Developmental Biology

Introduction to Cell Biology

Research Interests

Dr. Atkins strives to understand how the gene networks that direct the development of organs are regulated, and how these networks are changed during tumor development. She is also interested in how changing the gene regulatory networks changes the fate of cells (reprogramming). In the future, Dr. Atkins’s lab will continue to investigate these processes using the fruitfly as a model system.  Some areas of interest are:

  • Cachexia is a process in which the fat and muscle tissues of the body waste away in response to a disease or a tumor. Cachexia is a major cause of mortality in cancer patients, but how tumors cause cachexia is still poorly understood. Dr. Atkins’ lab will investigate how tumors change the gene regulatory networks of distant organs, such as fat or muscle tissues, to cause cachexia.
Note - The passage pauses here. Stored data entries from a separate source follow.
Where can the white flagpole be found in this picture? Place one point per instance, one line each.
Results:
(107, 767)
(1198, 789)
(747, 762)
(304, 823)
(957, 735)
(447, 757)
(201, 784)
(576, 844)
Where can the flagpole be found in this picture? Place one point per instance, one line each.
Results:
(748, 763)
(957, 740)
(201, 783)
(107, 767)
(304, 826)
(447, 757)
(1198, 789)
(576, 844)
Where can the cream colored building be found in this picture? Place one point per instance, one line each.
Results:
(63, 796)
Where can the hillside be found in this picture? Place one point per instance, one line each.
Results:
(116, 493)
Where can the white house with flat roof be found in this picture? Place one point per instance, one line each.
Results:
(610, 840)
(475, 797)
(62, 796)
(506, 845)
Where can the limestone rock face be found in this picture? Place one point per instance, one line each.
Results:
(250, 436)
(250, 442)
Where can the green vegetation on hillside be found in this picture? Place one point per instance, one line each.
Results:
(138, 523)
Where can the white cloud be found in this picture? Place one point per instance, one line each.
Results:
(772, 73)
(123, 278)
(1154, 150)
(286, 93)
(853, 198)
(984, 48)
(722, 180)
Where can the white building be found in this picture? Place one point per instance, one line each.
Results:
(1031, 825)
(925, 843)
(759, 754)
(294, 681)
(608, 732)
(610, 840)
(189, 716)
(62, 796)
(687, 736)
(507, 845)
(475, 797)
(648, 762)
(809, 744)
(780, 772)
The goal of this work is to discover the underlying cell biological processes that trigger cachexia in the hope that this knowledge may drive the discovery of effective treatments to block its onset or progress. 
  • Atkins’s lab is interested in understanding the gene networks that regulate the final size of organs in development, and how they are mis-regulated in tumors. Central to this is the discovery and characterization of factors that regulate the Hippo signaling pathway in development and disease.
  • Atkins’s is interested in how evolutionary forces change organ development and is collaborating with Dr. Daza’s lab to investigate the effects of miniaturization on eye development in geckoes.